So it occurred to me during a recent sleepless evening that the Cowboys aren’t the only team in the NFC East. Jerry Jones commands most of the attention each offseason, but the other three teams have been dealing with their own issues.
In fact, I’m prepared to say that Dallas may enter training camp as the most stable team in the division. And now that we’ve solved the great play-caller mystery, the Cowboys seem to be in a relatively good place. That is, if you can get past this embarrassing situation with defensive tackle Josh Brent, who remains on the roster while sitting in jail.
The Cowboys have brought in legendary defensive coordinator Monte Kiffin to install his 4-3 scheme. Middle linebacker Sean Lee says players are moving a lot faster because they actually have a clue what’s going on. Well, most of those are my words, but you get the picture. Kiffin and defensive line coach Rod Marinelli have placed a huge emphasis on takeaways, something the Cowboys have struggled with dating back to the Wade Phillips era.
On the other side of the ball, Dez Bryant is poised to become the top receiving threat in the division. And he’ll be joined by Miles Austin and rookie Terrance Williams. Austin has never lived up to his big contract, but he could emerge as one of the best No. 2 wide receivers in the league (and the contract is no longer prohibitive since it was frontloaded). New wide receivers coach Derek Dooley, formerly the head coach at Tennessee, has developed a great relationship with Bryant. And perhaps having Bill Callahan call plays will help an offense that moves the ball well, but has trouble scoring.
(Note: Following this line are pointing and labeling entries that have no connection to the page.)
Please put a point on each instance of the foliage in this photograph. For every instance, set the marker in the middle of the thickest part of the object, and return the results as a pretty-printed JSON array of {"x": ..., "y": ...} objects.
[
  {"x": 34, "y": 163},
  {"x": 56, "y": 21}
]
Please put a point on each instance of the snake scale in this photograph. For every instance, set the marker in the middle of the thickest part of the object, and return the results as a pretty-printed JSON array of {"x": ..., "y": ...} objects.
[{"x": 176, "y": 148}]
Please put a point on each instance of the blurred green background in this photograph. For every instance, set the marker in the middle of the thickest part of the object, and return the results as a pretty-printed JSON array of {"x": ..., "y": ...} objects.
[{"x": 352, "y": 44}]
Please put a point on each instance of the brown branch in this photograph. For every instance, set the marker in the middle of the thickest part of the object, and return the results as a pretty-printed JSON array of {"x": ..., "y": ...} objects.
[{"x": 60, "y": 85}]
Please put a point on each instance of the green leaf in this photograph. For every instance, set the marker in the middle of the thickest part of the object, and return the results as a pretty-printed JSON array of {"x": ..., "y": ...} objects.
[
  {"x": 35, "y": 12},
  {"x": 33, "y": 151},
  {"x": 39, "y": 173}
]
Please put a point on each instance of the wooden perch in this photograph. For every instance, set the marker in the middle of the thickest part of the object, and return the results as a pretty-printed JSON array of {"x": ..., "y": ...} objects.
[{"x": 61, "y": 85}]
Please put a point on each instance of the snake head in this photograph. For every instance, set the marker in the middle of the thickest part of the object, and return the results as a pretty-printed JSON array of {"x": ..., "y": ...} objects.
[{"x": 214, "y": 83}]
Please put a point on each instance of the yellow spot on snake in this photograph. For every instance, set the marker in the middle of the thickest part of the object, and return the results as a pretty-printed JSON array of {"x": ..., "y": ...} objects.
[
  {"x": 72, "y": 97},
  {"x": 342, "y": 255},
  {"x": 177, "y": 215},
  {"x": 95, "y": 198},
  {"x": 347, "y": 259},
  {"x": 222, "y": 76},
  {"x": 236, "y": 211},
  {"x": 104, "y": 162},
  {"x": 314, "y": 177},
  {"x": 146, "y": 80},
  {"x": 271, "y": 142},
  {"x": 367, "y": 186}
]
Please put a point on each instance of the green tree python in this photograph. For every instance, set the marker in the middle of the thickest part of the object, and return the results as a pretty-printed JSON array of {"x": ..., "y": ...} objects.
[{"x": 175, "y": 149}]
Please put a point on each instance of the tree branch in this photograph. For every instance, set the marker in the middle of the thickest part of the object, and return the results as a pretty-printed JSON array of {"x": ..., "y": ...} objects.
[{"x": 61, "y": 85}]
The Cowboys also have a great opportunity this year because the Eagles are breaking in new head coach. Chip Kelly is in the process of remaking the organization. Michael Vick will likely win the starting job at quarterback, but that’s not a lock. Some insiders actually believe that Nick Foles outperformed Vick this offseason. Vick told one reporter that he felt like the team needed to announce a quarterback before training camp. That sounds like a man who’s worried about losing his job.
Hard as it is to believe, Kelly will have a grace period in Philadelphia. After last season’s 4-win debacle, fans are simply looking for signs of improvement. Kelly will be trying to install a fast-break offense with quarterbacks who aren’t necessarily suited for that style of play. If the Eagles are able to win six or seven games, most folks will be somewhat satisfied. Kelly simply needs to show signs that he’s moving in the right direction.
The Redskins are coming off a remarkable season, but no one truly knows whether quarterback Robert Griffin III will be ready for the first regular-season game. Head coach Mike Shanahan will be under more scrutiny than ever based on how he handled Griffin in a playoff loss to the Seahawks. Griffin will only play if he’s 100 percent, and that seems like somewhat of a longshot. I’ve heard folks bring up the way Adrian Peterson returned from his ACL injury, but that’s a lot of pressure to place on Griffin. And even if he’s healthy, he’ll go up against defensive coordinators who’ve spent the offseason preparing for him. There’s a belief across the league that the read-option will not be as effective for teams in 2013. If teams don’t have to fear Griffin taking off, the Redskins will be much more one-dimensional.
The Giants always seem to come roaring back after missing the playoffs, but they’ve had a tumultuous offseason. Starting receivers Hakeem Nicks and Cruz both skipped OTAs, although Nicks made it to the mandatory minicamp. Cruz, a restricted free agent, finally signed his one-year tender, but he’s clearly unhappy about his contract situation. And if you don’t think that can impact a player on the field, check out some of DeSean Jackson’s work in Philly. Giants coach Tom Coughlin made it clear he wasn’t pleased about his receivers missing practice sessions, and offensive coordinator Kevin Gilbride took it to another level.
“They haven’t been working, listening or growing,” Gilbride told reporters of Cruz and Nicks. “They haven’t been developing. They haven’t been receiving the coaching that they need to get better. To be quite frank, both of them need it.”
The Giants still have a quarterback in Eli Manning who has led them to two Super Bowl titles. But they are thin at linebacker (Spencer Paysinger?) and in the secondary. Coughlin normally finds a way to rally his players after down seasons.
The Cowboys’ biggest questions are at safety and the offensive line. Rookie center Travis Frederick should solidify the middle of that O-line. And the Cowboys have at least created some competition for the guard spots (Ron Leary, anyone?) Like David Diehl of the Giants, Cowboys right tackle Doug Free had to take a pay cut to remain with the team. There’s no good explanation for why Free regressed so dramatically last season, but the Cowboys believe he will respond this season. The one thing you can bet on is that Callahan will make more of a commitment to the running game. And with the arrival of rookie Joseph Randle, the injury-prone DeMarco Murray won’t take as much of a pounding.
The NFC East should be as wide-open as ever in 2013. And as crazy as it sounds, the Cowboys appear to have more stability than the other three teams.
And it will stay that way…until at least the second week of training camp.